Sending your kids to summer camp is a big deal. While it is a rewarding experience, there are also tons of factors that come into play to make sure that camp is right for your kids. From the right age, to activities, Dr. Laurie Hollman, psychotherapist and author of the book Unlocking Parental Intelligence, shared some incredible and questions that we can ask ourselves before we send our kids away:
At what age should I send my child to camp?
The answer to this question is complex and really depends on the individual child. For parents of pre-schoolers, consider your child’s physical capacity to withstand a day of constant activity in the heat. “Between swimming, crafts, singing, drama, kickball, etc., summer camp provides a constant swirl of events, which works wonderfully for some children, but not all,” says Hollman.
For all ages, consider the following:
- Does your child enjoy a range of different activities?
- Is your child open to new experiences and pushing his or her comfort zone?
- Can he or she make friends?
- Does your child follow instruction and cooperate effectively?
At what age should I send my child to sleepaway camp?
Again, the answer is complex and really depends on the individual child. Consider if your child has had experiences sleeping away from home and how they’ve reacted. Usually this occurs by ages 7-9, but remember each child is individual. Consider the following:
- Has your child had a sleep over at a friend’s house or a relatives?
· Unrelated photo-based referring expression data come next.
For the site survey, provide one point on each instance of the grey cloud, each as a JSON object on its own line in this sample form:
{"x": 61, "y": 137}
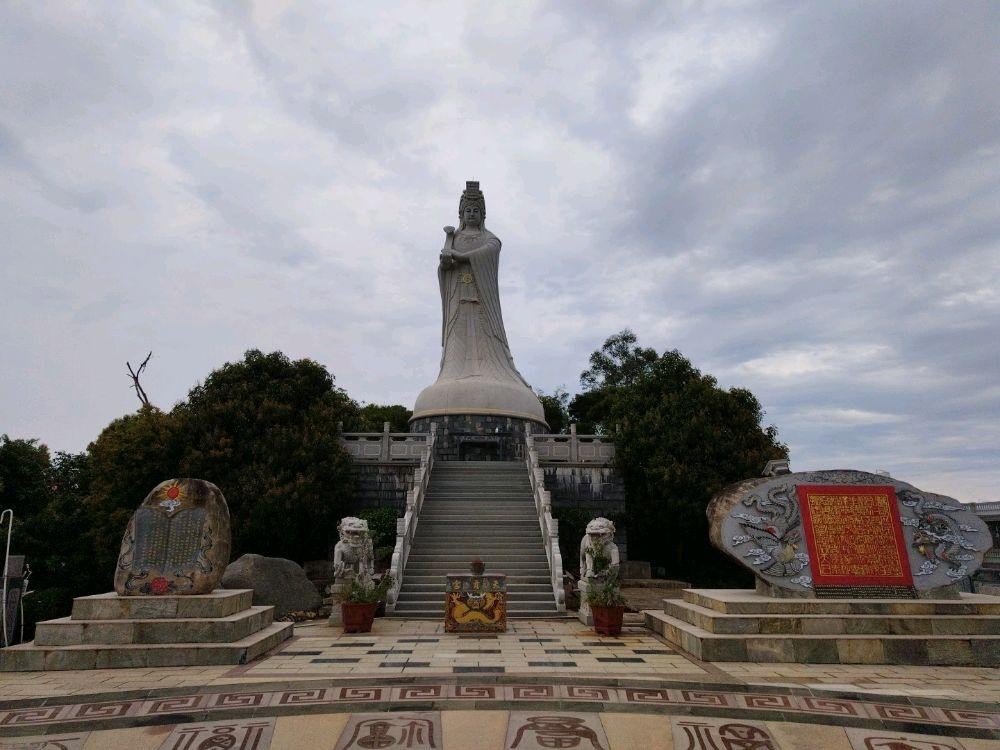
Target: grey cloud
{"x": 804, "y": 180}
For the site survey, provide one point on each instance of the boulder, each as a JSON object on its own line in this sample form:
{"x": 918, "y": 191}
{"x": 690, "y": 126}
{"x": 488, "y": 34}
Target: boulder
{"x": 275, "y": 582}
{"x": 177, "y": 542}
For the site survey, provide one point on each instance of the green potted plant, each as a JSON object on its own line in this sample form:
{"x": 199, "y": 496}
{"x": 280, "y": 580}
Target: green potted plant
{"x": 359, "y": 602}
{"x": 604, "y": 595}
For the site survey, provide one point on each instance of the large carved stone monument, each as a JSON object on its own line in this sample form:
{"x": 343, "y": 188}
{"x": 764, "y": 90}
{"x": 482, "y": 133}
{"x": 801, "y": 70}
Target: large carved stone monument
{"x": 851, "y": 568}
{"x": 178, "y": 541}
{"x": 165, "y": 610}
{"x": 847, "y": 533}
{"x": 478, "y": 392}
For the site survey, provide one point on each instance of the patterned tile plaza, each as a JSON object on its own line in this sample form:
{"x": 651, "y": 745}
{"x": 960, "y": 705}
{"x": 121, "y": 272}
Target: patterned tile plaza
{"x": 788, "y": 704}
{"x": 491, "y": 730}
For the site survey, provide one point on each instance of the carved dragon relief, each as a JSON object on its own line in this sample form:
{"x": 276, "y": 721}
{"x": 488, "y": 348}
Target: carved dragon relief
{"x": 773, "y": 535}
{"x": 770, "y": 537}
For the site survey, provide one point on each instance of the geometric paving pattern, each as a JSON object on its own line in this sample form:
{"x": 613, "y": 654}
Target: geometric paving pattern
{"x": 786, "y": 706}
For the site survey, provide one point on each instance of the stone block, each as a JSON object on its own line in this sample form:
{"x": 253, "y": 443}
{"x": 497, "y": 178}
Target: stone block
{"x": 723, "y": 649}
{"x": 905, "y": 651}
{"x": 770, "y": 649}
{"x": 866, "y": 625}
{"x": 220, "y": 603}
{"x": 780, "y": 625}
{"x": 823, "y": 625}
{"x": 860, "y": 651}
{"x": 815, "y": 651}
{"x": 70, "y": 658}
{"x": 275, "y": 582}
{"x": 110, "y": 606}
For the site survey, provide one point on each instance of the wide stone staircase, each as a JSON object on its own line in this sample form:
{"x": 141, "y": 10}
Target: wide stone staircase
{"x": 479, "y": 509}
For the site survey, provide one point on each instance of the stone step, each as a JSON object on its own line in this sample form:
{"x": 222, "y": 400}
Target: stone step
{"x": 499, "y": 481}
{"x": 431, "y": 597}
{"x": 828, "y": 624}
{"x": 944, "y": 650}
{"x": 69, "y": 632}
{"x": 29, "y": 657}
{"x": 514, "y": 589}
{"x": 459, "y": 545}
{"x": 437, "y": 613}
{"x": 748, "y": 602}
{"x": 439, "y": 581}
{"x": 533, "y": 570}
{"x": 487, "y": 526}
{"x": 499, "y": 508}
{"x": 110, "y": 606}
{"x": 511, "y": 551}
{"x": 472, "y": 518}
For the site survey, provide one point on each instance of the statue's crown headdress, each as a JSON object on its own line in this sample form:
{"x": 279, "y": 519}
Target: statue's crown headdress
{"x": 472, "y": 194}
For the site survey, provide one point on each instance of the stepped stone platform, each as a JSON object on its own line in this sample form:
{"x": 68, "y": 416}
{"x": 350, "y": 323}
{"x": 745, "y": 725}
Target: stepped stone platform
{"x": 478, "y": 509}
{"x": 107, "y": 631}
{"x": 742, "y": 625}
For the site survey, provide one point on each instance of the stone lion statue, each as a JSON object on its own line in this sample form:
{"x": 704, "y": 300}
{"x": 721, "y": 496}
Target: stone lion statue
{"x": 354, "y": 556}
{"x": 600, "y": 538}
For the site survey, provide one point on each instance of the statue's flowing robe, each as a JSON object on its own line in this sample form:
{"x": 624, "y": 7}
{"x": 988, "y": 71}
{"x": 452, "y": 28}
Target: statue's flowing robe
{"x": 473, "y": 340}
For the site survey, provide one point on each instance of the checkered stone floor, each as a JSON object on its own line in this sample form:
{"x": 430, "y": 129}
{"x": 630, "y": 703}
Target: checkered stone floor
{"x": 527, "y": 648}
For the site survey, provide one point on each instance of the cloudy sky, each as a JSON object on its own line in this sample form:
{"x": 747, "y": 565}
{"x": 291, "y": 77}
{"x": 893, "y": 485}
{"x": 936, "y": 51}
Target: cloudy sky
{"x": 802, "y": 197}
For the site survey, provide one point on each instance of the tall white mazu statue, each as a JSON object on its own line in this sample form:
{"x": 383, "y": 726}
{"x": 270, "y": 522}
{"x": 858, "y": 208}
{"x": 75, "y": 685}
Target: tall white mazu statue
{"x": 481, "y": 404}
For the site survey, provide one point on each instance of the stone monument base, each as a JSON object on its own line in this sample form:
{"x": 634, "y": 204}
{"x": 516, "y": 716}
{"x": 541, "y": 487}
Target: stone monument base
{"x": 743, "y": 625}
{"x": 107, "y": 631}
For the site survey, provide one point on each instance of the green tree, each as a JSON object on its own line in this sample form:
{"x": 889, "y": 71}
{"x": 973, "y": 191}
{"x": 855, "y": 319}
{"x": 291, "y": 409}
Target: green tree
{"x": 264, "y": 429}
{"x": 132, "y": 455}
{"x": 556, "y": 410}
{"x": 24, "y": 466}
{"x": 57, "y": 544}
{"x": 679, "y": 439}
{"x": 373, "y": 416}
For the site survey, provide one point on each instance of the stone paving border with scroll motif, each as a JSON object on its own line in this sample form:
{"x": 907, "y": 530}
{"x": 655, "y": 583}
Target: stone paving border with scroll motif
{"x": 769, "y": 703}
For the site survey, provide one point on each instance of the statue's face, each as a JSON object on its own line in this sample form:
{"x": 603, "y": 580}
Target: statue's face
{"x": 472, "y": 215}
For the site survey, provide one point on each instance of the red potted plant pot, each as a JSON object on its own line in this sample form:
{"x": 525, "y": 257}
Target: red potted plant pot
{"x": 358, "y": 617}
{"x": 607, "y": 620}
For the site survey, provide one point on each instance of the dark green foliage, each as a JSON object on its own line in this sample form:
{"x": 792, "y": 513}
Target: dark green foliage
{"x": 372, "y": 417}
{"x": 24, "y": 467}
{"x": 381, "y": 525}
{"x": 572, "y": 528}
{"x": 264, "y": 430}
{"x": 51, "y": 520}
{"x": 358, "y": 593}
{"x": 132, "y": 455}
{"x": 679, "y": 439}
{"x": 556, "y": 410}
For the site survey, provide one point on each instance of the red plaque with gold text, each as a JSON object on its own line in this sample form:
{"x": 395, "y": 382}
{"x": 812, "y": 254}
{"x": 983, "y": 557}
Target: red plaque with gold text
{"x": 854, "y": 535}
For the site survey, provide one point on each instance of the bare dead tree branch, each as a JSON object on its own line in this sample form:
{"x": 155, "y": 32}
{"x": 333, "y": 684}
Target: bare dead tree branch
{"x": 134, "y": 374}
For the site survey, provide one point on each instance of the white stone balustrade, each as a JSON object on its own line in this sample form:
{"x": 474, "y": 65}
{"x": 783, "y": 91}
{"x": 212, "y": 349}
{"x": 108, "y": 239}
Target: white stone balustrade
{"x": 406, "y": 527}
{"x": 574, "y": 449}
{"x": 385, "y": 446}
{"x": 549, "y": 525}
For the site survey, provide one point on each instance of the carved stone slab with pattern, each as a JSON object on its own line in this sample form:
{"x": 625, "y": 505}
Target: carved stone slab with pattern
{"x": 178, "y": 541}
{"x": 795, "y": 531}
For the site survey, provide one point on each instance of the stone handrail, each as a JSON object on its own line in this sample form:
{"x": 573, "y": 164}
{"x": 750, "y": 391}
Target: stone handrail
{"x": 385, "y": 446}
{"x": 406, "y": 526}
{"x": 573, "y": 448}
{"x": 549, "y": 525}
{"x": 985, "y": 508}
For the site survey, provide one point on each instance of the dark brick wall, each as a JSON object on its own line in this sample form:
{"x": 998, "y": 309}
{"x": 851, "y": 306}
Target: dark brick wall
{"x": 383, "y": 484}
{"x": 473, "y": 435}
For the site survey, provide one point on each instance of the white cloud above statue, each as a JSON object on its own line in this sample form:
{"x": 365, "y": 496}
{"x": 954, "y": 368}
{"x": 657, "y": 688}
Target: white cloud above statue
{"x": 804, "y": 201}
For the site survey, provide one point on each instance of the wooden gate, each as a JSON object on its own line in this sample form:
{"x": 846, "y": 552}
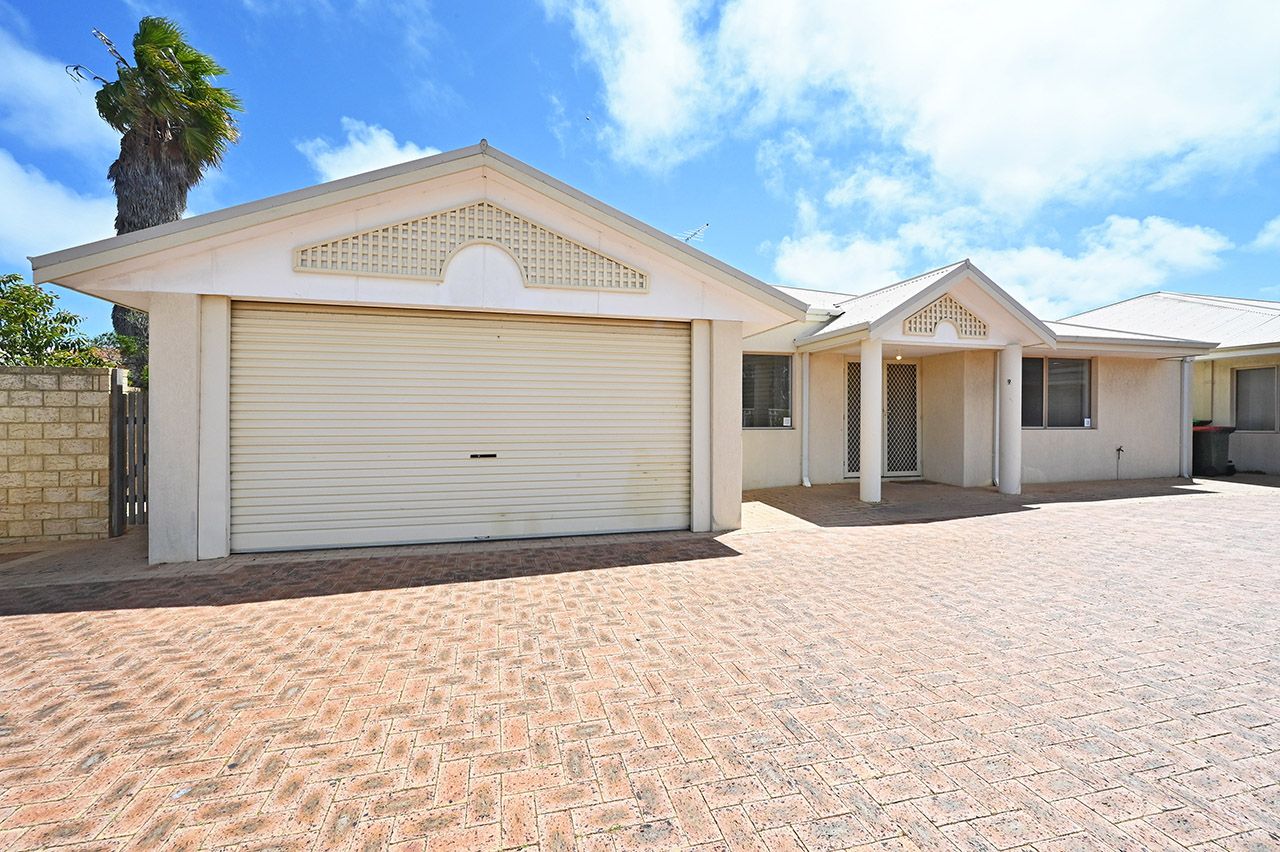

- What’s your child’s general attitude about being away from you?
- What’s your own level of separation anxiety?
- How has your child succeeded at day camp? You’ll want your child to understand what camp’s about before you send him off for a few weeks.
What type of camp should I consider?
There are more options today than ever before—from your common local day camps to themed, religious, sports and sleepaway camps. The possibilities are endless. Here’s what’s important to know for each:
- Themed camps usually last for shorter periods of time so they give more latitude for parent and child. To consider: While your child may be doing what he or she truly loves, does the camp’s timing work for your needs as well.
- Sleepaway camp. What’s the communications plan for sleepaway camp? A good camp sends frequent updates, doesn’t allow for cell phones so that kids can let go and integrate, provides comfortable phone time and encourages frequent letter or email writing.
- Day camp. Have you looked into the camp’s history and philosophy? Many camps have been around for generations with seasoned staff and thousands of happy campers. Additionally, many camps have philosophies—culture, arts, leadership, teamwork—that are weaved into all activities.
- For all camps, be sure to look into:
- The ratio of campers to counselors.
- The qualifications of counselor, the minimum age and how are they trained.
- Accreditation by the American Camp Association
- Where the kids swimming, and is there time for free as well as instructional swim.
How to prepare for camp?
- When you start researching camps early in the year, start talking about camp with your child.
- Once you have real information about the camp, express all of the fun and excitement that comes with the various activities available.
- If your child is going to sleepaway camp, begin to talk to them about the idea of going away.
- Don’t show worry. There is the good chance those worries and fears will rub off on your children.
- Consider sending your child to camp with a friend. Especially the self-conscious or introverted child may need a buddy to feel they belong with and can depend on for some nurturance while venturing forth into making new friends.